Looking Inward: Language Models Can Learn About Themselves by Introspection
- URL: http://arxiv.org/abs/2410.13787v1
- Date: Thu, 17 Oct 2024 17:24:10 GMT
- Title: Looking Inward: Language Models Can Learn About Themselves by Introspection
- Authors: Felix J Binder, James Chua, Tomek Korbak, Henry Sleight, John Hughes, Robert Long, Ethan Perez, Miles Turpin, Owain Evans,
- Abstract summary: Introspection gives a person privileged access to their current state of mind.
We define introspection as acquiring knowledge that is not contained in or derived from training data.
We study introspection by finetuning LLMs to predict properties of their own behavior in hypothetical scenarios.

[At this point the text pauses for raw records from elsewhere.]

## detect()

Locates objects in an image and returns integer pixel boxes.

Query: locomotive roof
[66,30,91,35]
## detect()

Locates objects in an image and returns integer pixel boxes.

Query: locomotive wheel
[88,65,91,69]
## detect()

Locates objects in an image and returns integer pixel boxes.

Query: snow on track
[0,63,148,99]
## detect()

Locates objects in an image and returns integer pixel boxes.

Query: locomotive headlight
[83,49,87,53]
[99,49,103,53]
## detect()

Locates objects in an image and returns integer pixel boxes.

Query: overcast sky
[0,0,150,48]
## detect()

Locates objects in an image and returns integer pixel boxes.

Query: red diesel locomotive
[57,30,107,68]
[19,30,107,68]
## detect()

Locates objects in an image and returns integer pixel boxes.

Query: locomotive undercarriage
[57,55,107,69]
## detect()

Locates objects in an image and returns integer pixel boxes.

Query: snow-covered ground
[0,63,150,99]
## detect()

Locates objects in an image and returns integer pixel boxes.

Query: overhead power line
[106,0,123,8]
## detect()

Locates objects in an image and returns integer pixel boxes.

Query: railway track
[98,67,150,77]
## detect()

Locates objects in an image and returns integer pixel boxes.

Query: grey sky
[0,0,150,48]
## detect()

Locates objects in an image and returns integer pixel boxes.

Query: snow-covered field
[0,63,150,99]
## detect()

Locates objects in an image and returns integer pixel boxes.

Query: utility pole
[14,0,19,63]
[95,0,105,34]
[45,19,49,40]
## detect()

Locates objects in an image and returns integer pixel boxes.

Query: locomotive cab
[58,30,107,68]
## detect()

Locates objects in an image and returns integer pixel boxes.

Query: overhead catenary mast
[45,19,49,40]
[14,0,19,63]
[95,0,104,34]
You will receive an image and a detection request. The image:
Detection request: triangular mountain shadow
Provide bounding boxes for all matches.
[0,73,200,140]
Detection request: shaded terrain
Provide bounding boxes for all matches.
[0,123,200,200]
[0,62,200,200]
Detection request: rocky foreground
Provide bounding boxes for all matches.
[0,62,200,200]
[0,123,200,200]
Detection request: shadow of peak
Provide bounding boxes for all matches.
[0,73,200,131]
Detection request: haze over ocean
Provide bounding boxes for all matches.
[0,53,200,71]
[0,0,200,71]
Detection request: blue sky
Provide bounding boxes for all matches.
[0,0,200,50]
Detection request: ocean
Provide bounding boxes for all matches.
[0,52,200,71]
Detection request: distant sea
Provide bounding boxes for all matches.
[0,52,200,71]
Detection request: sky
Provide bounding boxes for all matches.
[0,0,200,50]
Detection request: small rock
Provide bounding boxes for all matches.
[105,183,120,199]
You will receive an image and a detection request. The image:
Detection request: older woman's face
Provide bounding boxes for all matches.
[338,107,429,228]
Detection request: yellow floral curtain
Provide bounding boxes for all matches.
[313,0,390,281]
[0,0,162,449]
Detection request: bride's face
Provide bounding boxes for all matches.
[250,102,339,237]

- Score: 7.544957585111317
- License:
- Abstract: Humans acquire knowledge by observing the external world, but also by introspection. Introspection gives a person privileged access to their current state of mind (e.g., thoughts and feelings) that is not accessible to external observers. Can LLMs introspect? We define introspection as acquiring knowledge that is not contained in or derived from training data but instead originates from internal states. Such a capability could enhance model interpretability. Instead of painstakingly analyzing a model's internal workings, we could simply ask the model about its beliefs, world models, and goals. More speculatively, an introspective model might self-report on whether it possesses certain internal states such as subjective feelings or desires and this could inform us about the moral status of these states. Such self-reports would not be entirely dictated by the model's training data. We study introspection by finetuning LLMs to predict properties of their own behavior in hypothetical scenarios. For example, "Given the input P, would your output favor the short- or long-term option?" If a model M1 can introspect, it should outperform a different model M2 in predicting M1's behavior even if M2 is trained on M1's ground-truth behavior. The idea is that M1 has privileged access to its own behavioral tendencies, and this enables it to predict itself better than M2 (even if M2 is generally stronger). In experiments with GPT-4, GPT-4o, and Llama-3 models (each finetuned to predict itself), we find that the model M1 outperforms M2 in predicting itself, providing evidence for introspection. Notably, M1 continues to predict its behavior accurately even after we intentionally modify its ground-truth behavior. However, while we successfully elicit introspection on simple tasks, we are unsuccessful on more complex tasks or those requiring out-of-distribution generalization.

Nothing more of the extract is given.